Sobre a lápide julgou ver escrito um nome, quase apagado,
como querendo esconder por mais tempo a verdade, um pó,
quase uma sombra: LÚ.
Irada, raivosa, num acesso de fúria atirou longe os vasos,
chutou as rosas e os cravos, pisoteou centenas de vezes o tampo
em granito que selava a cova gritando mil palavrões, xingando
cada um dos ex-amantes com todos os nomes feios que conhecia,
fazendo palco para uma cena que se não fosse trágica,
seria hilário.
Dias depois, mais calma, até arrependida de sua fúria
anterior, voltou ao cemitério e encontrou novamente a laje
límpida, pedras lavadas e polidas e dois vasos com flores,
um de cada lado, rosas vermelhas e cravos brancos adornando a
cama final do desavergonhado. Sobre a lápide julgou ver
escrito um nome, quase apagado, como querendo esconder por mais
tempo a verdade, um pó, quase uma sombra: LÚ.
Sem perder a tranquilidade, desta vez simplesmente abaixou a cabeça,
relaxou todos os músculos possíveis do corpo, deixou
os ombros caírem e suspirando fundo volteou em direção
à saída caminhando a passos vagarosos pelas silenciosas
alamedas daquele campo santo.
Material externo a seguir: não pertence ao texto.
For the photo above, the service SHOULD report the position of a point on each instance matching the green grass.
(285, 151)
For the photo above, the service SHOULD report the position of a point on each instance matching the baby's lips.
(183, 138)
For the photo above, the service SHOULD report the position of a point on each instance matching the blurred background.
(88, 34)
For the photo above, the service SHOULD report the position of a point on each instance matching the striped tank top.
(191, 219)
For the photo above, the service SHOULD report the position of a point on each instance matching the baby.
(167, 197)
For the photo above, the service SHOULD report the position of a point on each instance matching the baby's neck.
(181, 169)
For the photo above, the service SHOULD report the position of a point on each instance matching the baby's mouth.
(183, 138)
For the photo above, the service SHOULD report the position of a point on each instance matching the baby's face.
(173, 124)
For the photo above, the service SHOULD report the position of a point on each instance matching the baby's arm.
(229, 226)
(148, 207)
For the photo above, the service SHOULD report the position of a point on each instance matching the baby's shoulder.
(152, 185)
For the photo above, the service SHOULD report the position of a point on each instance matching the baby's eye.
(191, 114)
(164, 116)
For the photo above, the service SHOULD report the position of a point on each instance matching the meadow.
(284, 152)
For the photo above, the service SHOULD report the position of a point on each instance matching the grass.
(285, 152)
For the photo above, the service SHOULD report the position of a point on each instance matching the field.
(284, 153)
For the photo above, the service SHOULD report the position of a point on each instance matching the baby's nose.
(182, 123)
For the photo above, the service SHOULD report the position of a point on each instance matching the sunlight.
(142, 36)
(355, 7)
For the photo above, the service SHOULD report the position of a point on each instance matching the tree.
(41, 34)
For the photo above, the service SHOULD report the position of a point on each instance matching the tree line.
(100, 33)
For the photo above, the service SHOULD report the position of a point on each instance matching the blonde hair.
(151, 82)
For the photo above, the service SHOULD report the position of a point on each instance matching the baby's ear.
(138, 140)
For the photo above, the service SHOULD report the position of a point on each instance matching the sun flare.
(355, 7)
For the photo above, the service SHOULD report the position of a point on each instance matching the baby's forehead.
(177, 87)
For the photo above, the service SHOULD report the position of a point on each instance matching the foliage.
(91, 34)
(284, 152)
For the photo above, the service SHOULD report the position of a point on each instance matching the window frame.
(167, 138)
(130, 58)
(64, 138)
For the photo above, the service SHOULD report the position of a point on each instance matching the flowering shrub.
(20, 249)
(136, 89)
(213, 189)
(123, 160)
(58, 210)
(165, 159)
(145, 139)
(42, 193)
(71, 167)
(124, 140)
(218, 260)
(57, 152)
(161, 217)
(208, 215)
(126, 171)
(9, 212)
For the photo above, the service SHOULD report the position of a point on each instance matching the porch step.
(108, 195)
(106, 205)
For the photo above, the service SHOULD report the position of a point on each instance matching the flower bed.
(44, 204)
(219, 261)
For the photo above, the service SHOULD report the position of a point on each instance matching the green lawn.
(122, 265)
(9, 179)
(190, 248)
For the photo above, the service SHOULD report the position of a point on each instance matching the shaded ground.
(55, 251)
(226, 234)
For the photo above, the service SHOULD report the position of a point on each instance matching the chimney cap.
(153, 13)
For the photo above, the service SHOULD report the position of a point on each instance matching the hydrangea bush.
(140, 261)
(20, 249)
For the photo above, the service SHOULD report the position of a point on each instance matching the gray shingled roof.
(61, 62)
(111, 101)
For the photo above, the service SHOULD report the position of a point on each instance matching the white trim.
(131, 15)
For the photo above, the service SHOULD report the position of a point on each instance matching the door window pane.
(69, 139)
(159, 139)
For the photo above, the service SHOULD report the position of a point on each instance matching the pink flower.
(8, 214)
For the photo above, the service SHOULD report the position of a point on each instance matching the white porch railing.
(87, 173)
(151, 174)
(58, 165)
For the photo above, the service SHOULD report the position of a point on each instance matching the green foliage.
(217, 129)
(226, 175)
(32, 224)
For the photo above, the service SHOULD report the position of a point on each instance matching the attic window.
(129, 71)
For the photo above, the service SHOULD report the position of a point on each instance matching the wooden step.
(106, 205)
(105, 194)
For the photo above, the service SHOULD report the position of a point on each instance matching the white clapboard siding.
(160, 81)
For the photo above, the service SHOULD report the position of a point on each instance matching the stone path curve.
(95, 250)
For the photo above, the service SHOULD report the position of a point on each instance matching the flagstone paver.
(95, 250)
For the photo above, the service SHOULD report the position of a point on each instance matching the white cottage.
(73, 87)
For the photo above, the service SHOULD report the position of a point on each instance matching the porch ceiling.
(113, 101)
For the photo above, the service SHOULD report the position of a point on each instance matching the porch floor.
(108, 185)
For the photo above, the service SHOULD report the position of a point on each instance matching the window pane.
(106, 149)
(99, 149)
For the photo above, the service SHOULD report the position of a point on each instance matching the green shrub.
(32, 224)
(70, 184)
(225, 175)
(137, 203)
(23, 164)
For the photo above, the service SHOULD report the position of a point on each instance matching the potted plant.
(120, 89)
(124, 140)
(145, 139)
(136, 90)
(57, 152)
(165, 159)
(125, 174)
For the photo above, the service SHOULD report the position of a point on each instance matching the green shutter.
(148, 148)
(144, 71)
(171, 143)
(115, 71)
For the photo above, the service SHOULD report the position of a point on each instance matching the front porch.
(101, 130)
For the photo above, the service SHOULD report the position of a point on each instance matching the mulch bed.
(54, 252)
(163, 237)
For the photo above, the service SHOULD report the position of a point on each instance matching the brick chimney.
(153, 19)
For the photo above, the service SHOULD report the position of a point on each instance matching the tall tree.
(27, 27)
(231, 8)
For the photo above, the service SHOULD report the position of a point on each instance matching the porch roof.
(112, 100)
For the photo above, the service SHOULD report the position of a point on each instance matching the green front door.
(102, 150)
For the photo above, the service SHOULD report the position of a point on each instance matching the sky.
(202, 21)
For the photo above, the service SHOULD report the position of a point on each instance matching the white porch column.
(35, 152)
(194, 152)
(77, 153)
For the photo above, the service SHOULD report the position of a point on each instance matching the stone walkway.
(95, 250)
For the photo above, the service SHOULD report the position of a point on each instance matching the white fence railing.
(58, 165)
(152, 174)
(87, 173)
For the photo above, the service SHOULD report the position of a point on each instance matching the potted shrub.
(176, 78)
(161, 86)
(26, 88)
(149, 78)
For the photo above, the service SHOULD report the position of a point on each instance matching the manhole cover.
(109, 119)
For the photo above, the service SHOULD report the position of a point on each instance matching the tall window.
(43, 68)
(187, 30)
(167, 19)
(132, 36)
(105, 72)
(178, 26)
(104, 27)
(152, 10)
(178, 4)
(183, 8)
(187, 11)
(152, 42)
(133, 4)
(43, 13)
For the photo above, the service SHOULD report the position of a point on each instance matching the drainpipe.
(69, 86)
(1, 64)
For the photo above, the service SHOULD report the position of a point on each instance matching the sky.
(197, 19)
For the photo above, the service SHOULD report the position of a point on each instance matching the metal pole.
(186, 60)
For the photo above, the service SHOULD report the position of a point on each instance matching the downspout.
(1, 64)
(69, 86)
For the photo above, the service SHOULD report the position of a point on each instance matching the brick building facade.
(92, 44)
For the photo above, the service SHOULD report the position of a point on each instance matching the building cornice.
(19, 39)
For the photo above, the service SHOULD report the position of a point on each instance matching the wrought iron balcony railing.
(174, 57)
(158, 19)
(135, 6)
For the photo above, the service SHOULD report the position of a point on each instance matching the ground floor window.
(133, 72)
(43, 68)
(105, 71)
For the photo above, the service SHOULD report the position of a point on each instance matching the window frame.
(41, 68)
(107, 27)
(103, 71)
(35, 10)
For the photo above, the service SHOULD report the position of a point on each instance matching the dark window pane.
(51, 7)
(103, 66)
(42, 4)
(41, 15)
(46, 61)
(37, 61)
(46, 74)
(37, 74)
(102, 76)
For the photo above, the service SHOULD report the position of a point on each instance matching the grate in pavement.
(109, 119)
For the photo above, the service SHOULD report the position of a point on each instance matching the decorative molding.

Ao transpor o portal principal e
passar sob a sombra de uma frondosa árvore, teve a cruel
sensação de ver no solo a luz projetada pelos raios
do sol transposta por entre alguns de seus ramos e folhas formando
um escrito em letras garrafais, um nome: LÚ...
Nunca mais retornou àquele supulcrário.
Ligou-me outro dia a Divina, querendo saber se poderia anular
o casamento feito há mais de vinte e cinco anos com o Contínuo,
forma com que se referia ao falecido, desde que se recusava a
pronunciar novamente o nome daquele desprezível verme,
conforme suas próprias palavras. Respondi que não,
mesmo porque ela não era mais casada, pois passou a condição
de viúva, seu estado civil atual. Do outro lado da linha
ouvi sua risada, entre as palavras “-é mesmo... é
mesmo...” Perguntei-lhe se estava bem e como resposta ouvi
que nunca estivera melhor, era livre, recebia pensão do
Estado e até uma boa casa havia comprado com o dinheiro
do seguro de vida, deixando de pagar aluguel como sempre fez o
Contínuo. Mesmo à distância percebi que aquele
sorriso de escárnio estava marcado com uma linha espessa
trazendo a mostra várias rugas recém-chegadas à
sua face plúmbea. E ouvi mais risos, tantos que foram gradativamente
aumentando, aumentando até se transformarem em gargalhadas
e cada vez mais fortes, mais ruidosas e mais duradouras, que me
obrigaram a desligar o telefone após algum tempo, sem poder
concluir se foram gargalhadas de ciúme, de vingança
ou de satisfação.
Hoje ainda penso que era o gargalhar de uma louca.